Entrepreneurship is, inescapably, a human moral act to build, risk, serve, compete, employ, invent and persist. Done well, entrepreneurship expresses the best of American life: freedom, choice, agency, responsibility and dignity. Done poorly, it degenerates into something corrosive: manipulation, monopoly, rent-seeking and the cynical use of power.
For thoughtful readers, this distinction should matter because economic markets do not run on money alone. They run on trust. Trust is not created by legislation or messaging. Trust is earned by institutions and citizens who understand what the founders understood: liberty survives when tethered to virtue, and rights endure only when joined to responsibilities. From my experience, public confidence in major institutions, most especially universities, rises or falls on understanding the link between freedom and moral restraint, between rights and duties.
The founders were realists who understood human nature is the starting point of a great nation. The American founding is remarkable partly because it is unsentimental about human nature. James Madison writes in Federalist No. 55: “There is a degree of depravity in mankind which requires a certain degree of circumspection and distrust; so there are other qualities in human nature which justify a certain portion of esteem and confidence.”
The tension of distrust and hope in human nature is the heart and lungs of democratic capitalism, breathing life into ideas. Entrepreneurship channels ambition into productive service, but only when the culture and the law provide guardrails. Innovation needs space. It also needs a fence line. Without civic expectation enforcing moral restraint, entrepreneurial energy becomes predatory. Public policy and worthwhile ideas should not romanticize business or government. Both are operated by human beings where incentives matter, but so do morals, conscience and the habits of engaged citizenship.
Freedom and responsibility are the engine and transmission of prosperity. The Declaration of Independence, written in 1776, establishes a philosophical foundation: human beings are endowed with rights, and government exists to secure those rights. But the American experiment never intended “rights talk” to become a substitute for moral duty.

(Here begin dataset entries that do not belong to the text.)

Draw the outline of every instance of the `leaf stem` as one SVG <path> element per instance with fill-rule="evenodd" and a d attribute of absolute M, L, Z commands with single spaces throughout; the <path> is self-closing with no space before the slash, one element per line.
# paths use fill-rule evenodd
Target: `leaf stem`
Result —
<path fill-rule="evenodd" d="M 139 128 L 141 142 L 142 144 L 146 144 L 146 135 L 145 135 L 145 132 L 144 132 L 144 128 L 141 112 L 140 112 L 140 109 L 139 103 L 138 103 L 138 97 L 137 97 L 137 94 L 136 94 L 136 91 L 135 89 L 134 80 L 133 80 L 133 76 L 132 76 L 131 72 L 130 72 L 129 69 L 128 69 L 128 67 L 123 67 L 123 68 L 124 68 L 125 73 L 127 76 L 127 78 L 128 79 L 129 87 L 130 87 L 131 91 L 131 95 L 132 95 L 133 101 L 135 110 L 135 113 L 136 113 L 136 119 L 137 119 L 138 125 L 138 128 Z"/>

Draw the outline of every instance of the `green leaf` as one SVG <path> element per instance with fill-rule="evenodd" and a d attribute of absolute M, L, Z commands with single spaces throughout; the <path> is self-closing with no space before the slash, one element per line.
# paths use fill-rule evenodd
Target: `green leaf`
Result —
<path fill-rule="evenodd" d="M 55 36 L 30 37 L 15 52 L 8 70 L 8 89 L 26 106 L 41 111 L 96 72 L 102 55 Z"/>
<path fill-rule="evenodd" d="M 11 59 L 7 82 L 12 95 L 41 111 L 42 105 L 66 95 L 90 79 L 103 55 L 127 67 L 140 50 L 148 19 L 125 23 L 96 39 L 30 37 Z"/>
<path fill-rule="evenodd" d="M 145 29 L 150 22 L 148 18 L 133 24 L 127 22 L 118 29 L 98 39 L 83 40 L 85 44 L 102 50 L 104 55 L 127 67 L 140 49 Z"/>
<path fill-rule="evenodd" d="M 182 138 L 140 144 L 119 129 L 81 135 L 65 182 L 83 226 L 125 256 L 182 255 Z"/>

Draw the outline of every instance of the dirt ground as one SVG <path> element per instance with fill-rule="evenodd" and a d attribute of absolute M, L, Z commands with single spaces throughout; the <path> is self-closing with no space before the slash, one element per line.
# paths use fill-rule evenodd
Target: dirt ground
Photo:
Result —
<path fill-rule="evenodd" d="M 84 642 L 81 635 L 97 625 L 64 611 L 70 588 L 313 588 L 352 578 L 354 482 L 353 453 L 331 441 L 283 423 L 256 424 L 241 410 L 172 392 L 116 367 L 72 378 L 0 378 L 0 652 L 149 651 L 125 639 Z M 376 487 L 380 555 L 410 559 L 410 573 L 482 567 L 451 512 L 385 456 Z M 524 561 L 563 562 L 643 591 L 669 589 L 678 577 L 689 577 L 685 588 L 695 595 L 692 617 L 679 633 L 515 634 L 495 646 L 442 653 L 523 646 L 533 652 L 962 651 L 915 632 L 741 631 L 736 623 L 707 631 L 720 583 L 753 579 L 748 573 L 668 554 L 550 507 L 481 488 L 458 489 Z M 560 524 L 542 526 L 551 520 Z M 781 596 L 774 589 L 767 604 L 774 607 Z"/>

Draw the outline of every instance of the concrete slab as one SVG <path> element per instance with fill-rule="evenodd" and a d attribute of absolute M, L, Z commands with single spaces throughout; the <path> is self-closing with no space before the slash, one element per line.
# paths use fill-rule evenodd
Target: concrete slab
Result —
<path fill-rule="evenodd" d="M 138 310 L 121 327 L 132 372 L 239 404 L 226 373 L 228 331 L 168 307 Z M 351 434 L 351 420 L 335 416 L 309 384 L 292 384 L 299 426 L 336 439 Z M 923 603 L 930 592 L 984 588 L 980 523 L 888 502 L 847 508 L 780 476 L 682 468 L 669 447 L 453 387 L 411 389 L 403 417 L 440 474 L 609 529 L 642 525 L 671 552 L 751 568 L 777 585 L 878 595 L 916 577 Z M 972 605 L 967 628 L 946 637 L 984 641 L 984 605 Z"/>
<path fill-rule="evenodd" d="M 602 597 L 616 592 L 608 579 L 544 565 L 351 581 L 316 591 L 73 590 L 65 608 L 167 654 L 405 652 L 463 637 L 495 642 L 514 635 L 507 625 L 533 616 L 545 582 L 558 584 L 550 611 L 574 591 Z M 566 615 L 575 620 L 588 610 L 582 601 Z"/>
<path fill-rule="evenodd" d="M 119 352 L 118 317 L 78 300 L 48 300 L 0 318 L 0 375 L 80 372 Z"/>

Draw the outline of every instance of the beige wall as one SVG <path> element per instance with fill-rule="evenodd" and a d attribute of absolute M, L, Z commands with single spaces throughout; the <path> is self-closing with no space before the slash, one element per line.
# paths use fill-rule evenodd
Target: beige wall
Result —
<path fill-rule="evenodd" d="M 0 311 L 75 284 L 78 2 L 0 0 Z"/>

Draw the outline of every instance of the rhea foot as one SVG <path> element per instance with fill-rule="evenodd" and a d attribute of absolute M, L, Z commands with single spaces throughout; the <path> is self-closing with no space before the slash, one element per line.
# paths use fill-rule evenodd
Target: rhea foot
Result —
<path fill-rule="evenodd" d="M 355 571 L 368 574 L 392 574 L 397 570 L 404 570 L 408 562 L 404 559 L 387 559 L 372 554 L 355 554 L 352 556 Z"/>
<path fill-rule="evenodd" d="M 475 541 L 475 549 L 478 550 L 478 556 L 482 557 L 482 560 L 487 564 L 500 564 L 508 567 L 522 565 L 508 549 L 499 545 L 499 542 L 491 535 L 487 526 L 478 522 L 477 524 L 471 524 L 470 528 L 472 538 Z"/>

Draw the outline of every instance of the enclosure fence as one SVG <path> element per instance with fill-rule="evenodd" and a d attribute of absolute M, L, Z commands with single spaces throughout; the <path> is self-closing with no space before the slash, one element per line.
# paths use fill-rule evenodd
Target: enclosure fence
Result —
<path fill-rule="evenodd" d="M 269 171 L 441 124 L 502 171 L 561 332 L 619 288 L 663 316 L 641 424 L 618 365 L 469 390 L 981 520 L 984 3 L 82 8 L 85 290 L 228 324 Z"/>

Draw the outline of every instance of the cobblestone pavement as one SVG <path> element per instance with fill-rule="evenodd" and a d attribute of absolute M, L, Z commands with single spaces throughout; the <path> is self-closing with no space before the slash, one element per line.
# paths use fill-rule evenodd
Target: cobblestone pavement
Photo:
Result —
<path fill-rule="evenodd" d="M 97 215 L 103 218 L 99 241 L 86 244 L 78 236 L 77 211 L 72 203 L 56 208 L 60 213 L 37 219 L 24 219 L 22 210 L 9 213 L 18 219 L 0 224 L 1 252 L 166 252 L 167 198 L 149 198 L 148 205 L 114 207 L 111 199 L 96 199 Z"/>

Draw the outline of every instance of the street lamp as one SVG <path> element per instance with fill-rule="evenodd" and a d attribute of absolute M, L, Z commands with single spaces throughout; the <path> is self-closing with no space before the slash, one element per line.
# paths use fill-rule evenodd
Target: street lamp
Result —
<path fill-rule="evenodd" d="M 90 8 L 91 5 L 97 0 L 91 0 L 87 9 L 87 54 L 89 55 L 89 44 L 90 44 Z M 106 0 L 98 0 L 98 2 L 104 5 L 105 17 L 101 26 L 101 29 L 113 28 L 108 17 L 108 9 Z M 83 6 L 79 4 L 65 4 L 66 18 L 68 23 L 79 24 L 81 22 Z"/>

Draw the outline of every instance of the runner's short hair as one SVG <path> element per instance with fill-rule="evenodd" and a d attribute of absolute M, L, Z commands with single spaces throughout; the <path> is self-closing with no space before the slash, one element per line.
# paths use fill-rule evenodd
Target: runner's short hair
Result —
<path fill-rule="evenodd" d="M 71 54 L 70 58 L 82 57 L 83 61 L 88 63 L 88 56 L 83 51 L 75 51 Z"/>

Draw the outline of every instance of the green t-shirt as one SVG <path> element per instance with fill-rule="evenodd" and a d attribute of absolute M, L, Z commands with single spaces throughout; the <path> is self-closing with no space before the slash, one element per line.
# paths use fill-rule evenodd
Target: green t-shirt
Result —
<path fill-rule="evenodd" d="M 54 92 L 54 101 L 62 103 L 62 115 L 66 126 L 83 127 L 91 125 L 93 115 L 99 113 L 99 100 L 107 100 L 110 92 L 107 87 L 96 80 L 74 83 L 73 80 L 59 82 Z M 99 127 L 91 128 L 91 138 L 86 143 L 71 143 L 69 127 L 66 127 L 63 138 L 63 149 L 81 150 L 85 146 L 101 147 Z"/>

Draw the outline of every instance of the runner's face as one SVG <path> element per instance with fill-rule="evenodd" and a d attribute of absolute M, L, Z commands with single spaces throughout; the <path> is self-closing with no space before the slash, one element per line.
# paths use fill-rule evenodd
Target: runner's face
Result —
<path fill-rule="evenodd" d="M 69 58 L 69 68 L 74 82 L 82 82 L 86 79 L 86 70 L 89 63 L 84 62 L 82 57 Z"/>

I repeatedly share the warning that when freedom is uncoupled from responsibility, anarchy reigns and tyranny triumphs. That isn’t empty rhetoric; it’s history. Disorder invites control. A society that cannot govern itself morally will eventually be governed by force. Thomas Jefferson, in the Works of Thomas Jefferson, cautioned with the clarity of a statesman who knew the fragility of freedom: “Can the liberties of a nation be sure when we removed their only firm basis, a conviction in the minds of the people, that these liberties are a gift of God?” Whether one reads Jefferson’s point in theological or philosophical terms, the civic meaning is the same: liberty depends on a shared conviction that something higher than appetite governs human conduct. When liberty becomes disposable, the entrepreneurial ecosystem becomes very brittle.
America’s blueprint is decisively simple: decentralize power, resist capture and trust citizens. The founding wasn’t only a revolution; it was a revolutionary exercise in institutional design, dispersing power to resist faction, monopoly and capture. That same revolutionary spirit shows up in the structure of the Constitution itself and in Madison’s warning about faction in Federalist No. 10, describing the need for federalism’s separation of powers, which provides checks and balances.
That architecture is entrepreneurial in its bones: put initiative near the work (local knowledge matters); expect competence and reward performance; limit domination, whether political or corporate; prevent capture of public institutions by narrow interests. Committees don’t create courage, nor do rules create character. People do. Policies can restrain the worst impulses, but they cannot manufacture virtue. Policy can, however, either nourish or poison the conditions in which virtue grows.
The economy needs virtue because trust lowers transaction costs; honesty reduces the need for surveillance and litigation; moderation keeps ambition from becoming arson. Individualism is necessary in a free society. But individualism without responsibility to the community is a road to disorder.
Innovation can widen opportunity or narrow thought. Innovation without virtue becomes a contrivance. Universities that have courage defend open inquiry by resisting undue external influence and resisting the internal tendency toward sameness of thought. Leaders of every kind who appreciate America’s 250 years of lessons should understand that a society that cannot debate honestly cannot innovate freely. When a university becomes an engine of ideology, of any stripe, it becomes a pressure cooker of compromised thinking, unable to produce entrepreneurs and instead producing compliant technicians. Educated and trained hands without formed judgment are lacking from the perspective of engaged citizenship.
The imperative for good universities? Be builders of the constitutional republic. Entrepreneurship ecosystems are not manufactured by slogans, ribbon cuttings, or new centers. It is built by people with competence and conscience, citizens who can think, communicate, take wise risks, tell the truth and accept accountability. Therefore, higher education’s public purpose is not merely workforce preparation; it includes forming citizens who understand ordered liberty and freedom bounded by responsibility.
America can innovate. The question is whether we will innovate in a way worthy of a constitutional republic, grounded in human dignity, accountability and public trust. Our goal at WT is to attend to innovation the right way. This is the foundation of WT 125: From the Panhandle to the World.